«Beispielloser Anstieg»: In der Pandemie wurden viel mehr junge Frauen hospitalisiert
Zwischen 2020 und 2021 ist die Zahl der stationären Spitalaufenthalte wegen psychischer Probleme und Verhaltensstörungen bei Mädchen und jungen Frauen um 26 Prozent angestiegen. Bei gleichaltrigen Männern betrug der Anstieg im selben Zeitraum lediglich 6 Prozent, wie das Bundesamt für Statistik (BFS) am Montag mitteilt. Die Statistiker des Bundes sprechen denn auch von einem «beispiellosen Anstieg der Hospitalisierungen bei den 10- bis 24-jährigen Frauen».
Insgesamt lag der Hospitalisierungen-Anstieg über beide Geschlechter bei Jugendlichen und jungen Erwachsenen im ersten Coronajahr mit 4 Prozent tiefer und zog im vergangenen Jahr dann um 17 Prozent an. Bei der erwachsenen Bevölkerung ab 25 Jahren verlief die Entwicklung laut BFS anders: mit einem «sehr moderaten Plus» von 1 Prozent kumuliert über beide Jahre, wie die Statistiker des Bundes schreiben.
Neu häufigste Ursache für Einweisung
«Zum ersten Mal waren psychische Störungen die häufigste Ursache für eine Hospitalisierung» bei den 10- bis 24-jährigen Frauen, schreibt das BFS weiter. Konkret sind in den ersten zwei Pandemiejahren in dieser Alterskategorie 19’532 entsprechende Fälle registriert worden, gefolgt von 19’243 Verletzungen.
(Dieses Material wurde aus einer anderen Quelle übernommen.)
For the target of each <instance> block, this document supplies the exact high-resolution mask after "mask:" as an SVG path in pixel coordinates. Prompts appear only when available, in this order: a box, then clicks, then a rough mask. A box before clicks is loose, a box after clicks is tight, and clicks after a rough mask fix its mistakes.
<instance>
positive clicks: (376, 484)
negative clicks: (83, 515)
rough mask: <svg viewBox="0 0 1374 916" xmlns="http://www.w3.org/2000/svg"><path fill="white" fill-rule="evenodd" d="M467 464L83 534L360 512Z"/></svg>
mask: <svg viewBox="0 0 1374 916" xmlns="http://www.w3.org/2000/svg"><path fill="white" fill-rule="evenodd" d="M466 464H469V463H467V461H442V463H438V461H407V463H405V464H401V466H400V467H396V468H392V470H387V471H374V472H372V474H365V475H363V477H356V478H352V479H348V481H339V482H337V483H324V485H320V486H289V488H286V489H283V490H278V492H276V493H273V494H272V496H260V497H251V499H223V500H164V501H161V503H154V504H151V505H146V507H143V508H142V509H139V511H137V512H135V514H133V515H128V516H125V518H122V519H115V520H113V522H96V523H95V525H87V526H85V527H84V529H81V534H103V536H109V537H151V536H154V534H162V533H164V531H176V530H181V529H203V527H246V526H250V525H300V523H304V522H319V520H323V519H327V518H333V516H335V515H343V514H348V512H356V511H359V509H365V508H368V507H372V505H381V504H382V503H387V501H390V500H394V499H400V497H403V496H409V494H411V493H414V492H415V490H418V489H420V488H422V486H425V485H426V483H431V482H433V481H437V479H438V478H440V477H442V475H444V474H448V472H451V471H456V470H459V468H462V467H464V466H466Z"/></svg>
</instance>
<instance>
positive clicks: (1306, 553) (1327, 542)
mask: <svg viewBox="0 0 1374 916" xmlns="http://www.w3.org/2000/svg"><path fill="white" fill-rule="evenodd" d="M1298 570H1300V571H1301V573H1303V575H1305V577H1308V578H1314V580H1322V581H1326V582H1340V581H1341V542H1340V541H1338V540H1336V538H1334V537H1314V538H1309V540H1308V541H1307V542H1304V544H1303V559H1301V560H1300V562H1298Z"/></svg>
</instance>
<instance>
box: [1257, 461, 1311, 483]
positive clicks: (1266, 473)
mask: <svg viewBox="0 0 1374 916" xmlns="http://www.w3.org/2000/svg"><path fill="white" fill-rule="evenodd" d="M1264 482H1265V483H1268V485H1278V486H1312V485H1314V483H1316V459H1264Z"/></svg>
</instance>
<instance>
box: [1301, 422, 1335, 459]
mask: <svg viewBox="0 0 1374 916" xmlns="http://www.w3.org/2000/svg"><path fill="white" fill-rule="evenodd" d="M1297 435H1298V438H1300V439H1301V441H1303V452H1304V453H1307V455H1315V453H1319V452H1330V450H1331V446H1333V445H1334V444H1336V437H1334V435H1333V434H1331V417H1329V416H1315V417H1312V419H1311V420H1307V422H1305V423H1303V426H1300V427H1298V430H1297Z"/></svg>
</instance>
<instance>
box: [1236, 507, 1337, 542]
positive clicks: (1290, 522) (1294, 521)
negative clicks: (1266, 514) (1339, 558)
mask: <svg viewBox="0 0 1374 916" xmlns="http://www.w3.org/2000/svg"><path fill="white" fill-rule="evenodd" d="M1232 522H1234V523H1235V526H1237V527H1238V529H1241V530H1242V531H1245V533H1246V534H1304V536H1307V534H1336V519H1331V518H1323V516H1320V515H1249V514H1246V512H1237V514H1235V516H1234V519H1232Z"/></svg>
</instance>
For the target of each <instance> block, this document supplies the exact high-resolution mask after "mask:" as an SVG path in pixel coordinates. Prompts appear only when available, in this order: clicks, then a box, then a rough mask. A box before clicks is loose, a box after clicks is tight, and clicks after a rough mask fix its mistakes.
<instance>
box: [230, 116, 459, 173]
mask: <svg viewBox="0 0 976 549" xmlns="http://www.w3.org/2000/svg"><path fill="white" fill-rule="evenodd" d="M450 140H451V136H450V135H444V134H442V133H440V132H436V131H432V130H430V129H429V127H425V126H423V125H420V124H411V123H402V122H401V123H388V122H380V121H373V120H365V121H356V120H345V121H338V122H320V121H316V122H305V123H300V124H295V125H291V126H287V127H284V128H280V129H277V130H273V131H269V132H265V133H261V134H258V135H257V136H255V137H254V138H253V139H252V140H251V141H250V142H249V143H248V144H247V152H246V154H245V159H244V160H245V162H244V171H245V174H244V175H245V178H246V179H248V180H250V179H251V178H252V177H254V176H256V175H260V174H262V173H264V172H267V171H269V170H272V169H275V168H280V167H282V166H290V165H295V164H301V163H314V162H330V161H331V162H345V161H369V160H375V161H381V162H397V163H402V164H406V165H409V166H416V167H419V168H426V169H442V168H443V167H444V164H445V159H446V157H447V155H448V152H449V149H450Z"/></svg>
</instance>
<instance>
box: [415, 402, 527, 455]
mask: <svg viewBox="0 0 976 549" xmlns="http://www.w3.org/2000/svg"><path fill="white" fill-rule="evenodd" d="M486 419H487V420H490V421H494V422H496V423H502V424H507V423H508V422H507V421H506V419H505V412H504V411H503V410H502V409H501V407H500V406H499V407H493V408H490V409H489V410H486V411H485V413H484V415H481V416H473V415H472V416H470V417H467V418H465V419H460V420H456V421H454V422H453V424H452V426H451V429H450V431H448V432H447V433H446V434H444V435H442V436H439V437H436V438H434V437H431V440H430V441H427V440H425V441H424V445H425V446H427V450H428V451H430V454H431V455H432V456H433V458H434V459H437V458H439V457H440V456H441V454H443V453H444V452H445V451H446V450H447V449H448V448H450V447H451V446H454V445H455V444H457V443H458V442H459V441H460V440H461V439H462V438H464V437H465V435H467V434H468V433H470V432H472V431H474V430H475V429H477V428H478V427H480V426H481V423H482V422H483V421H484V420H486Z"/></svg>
Die Angaben beruhen auf einer Analyse, die sich mit der Behandlung von psychischen Störungen bei jungen Menschen in den Jahren 2020 und 2021 befasst hat.
Im ersten Pandemiejahr waren die am häufigsten aufgetretenen Störungen bei jungen Frauen affektive Störungen, darunter laut BFS hauptsächlich Depressionen. Bei jungen Männern dagegen überwogen Störungen durch psychotrope Substanzen. Im zweiten Jahr der Coronapandemie nahmen die affektiven Störungen dann auch bei den jungen Männern deutlich zu und bei jungen Frauen kam es zu einem ausserordentlichen Anstieg.
Der Druck aus der Politik wächst
Dass die Pandemie Kindern, Jugendlichen und jungen Erwachsenen besonders aufs Gemüt schlägt, ist dabei für sich genommen keine neue Erkenntnis. Bereits vor einem Jahr ergab beispielsweise eine Umfrage der kantonalen Sozialdirektorinnen und Sozialdirektoren, dass es an Angeboten für Kinder und Jugendliche mit psychischen Problemen mangle.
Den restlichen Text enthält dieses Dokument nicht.